Radioactive Decay and Balancing Nuclear Equations

  • Common Particles in Nuclear Reactions:
    • Alpha Particle (α\alpha): Identical to a Helium nucleus (24He{}^{4}_{2}He).
    • Beta Particle (β\beta): A high-energy electron (10e{}^{0}_{-1}e).
    • Gamma Ray (γ\gamma): Pure high-energy electromagnetic radiation (00γ{}^{0}_{0}\gamma).
    • Positron: A positive electron (+10e{}^{0}_{+1}e).
    • Neutron: 01n{}^{1}_{0}n.
    • Proton: 11H{}^{1}_{1}H or 11p{}^{1}_{1}p.
  • Balancing Rules:
    • The sum of mass numbers (top) on the reactant side must equal the sum on the product side.
    • The sum of atomic numbers (bottom) must be equal on both sides.
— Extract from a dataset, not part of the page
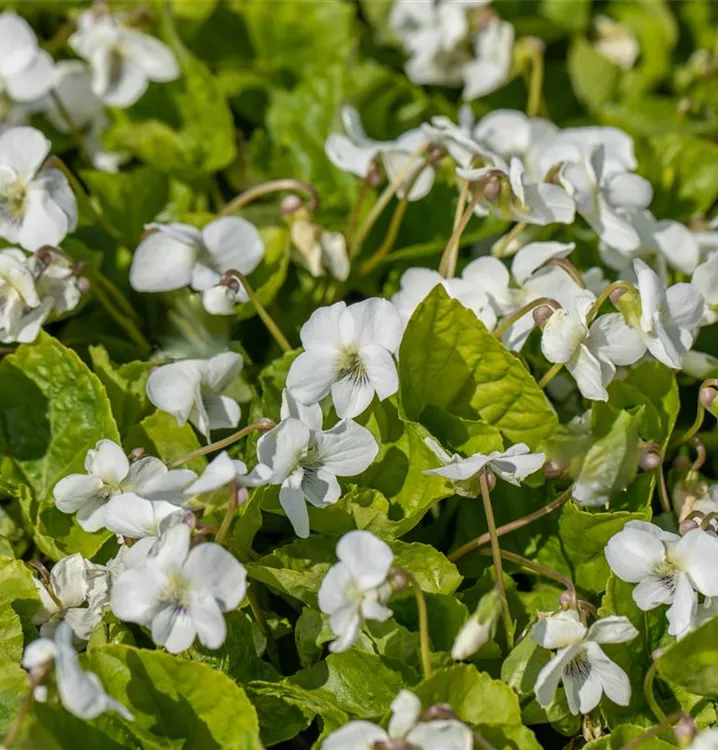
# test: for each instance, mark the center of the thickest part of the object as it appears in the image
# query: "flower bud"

  • Parent and Daughter: The starting unstable isotope is the "parent"; the resulting products are "daughters."
  • Decay Series: A sequence of decay events a nucleus undergo to reach a stable state (e.g., the Uranium-238 family). Many decay series end with Lead.

Questions & Discussion

  • Q: Where was the video on Canvas?
  • A: The professor admitted to a mistake, having forgotten to click the "publish" button on the module. The content was covered in person instead.
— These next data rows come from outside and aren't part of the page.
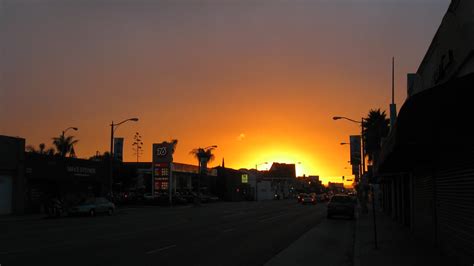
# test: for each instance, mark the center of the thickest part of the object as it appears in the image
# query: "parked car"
(93, 206)
(300, 197)
(308, 199)
(341, 204)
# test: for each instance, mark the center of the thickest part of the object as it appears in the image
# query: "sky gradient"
(260, 79)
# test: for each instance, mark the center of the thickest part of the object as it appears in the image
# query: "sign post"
(118, 149)
(162, 168)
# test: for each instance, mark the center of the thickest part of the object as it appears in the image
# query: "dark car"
(342, 205)
(93, 206)
(300, 197)
(308, 199)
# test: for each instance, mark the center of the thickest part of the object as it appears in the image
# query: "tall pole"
(256, 183)
(362, 145)
(63, 148)
(111, 157)
(393, 80)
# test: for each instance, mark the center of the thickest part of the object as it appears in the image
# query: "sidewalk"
(396, 245)
(9, 218)
(328, 243)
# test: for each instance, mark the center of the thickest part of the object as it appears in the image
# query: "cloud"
(241, 137)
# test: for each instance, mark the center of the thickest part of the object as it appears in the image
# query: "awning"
(433, 126)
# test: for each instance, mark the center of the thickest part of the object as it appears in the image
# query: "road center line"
(160, 249)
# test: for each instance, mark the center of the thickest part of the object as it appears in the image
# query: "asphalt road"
(240, 233)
  • Q: What math do we need for the final?
  • A: The final will include big-picture take-home messages and review of integrated rate laws (kinetics), but no "hard" new math types. Two note cards are allowed for the final exam.
  • Q: Is there a nuclear power plant in Washington?
  • A: Students identified Hanford, though it is noted as being somewhat distant and currently focused on decommissioning/cleanup rather than active power generation.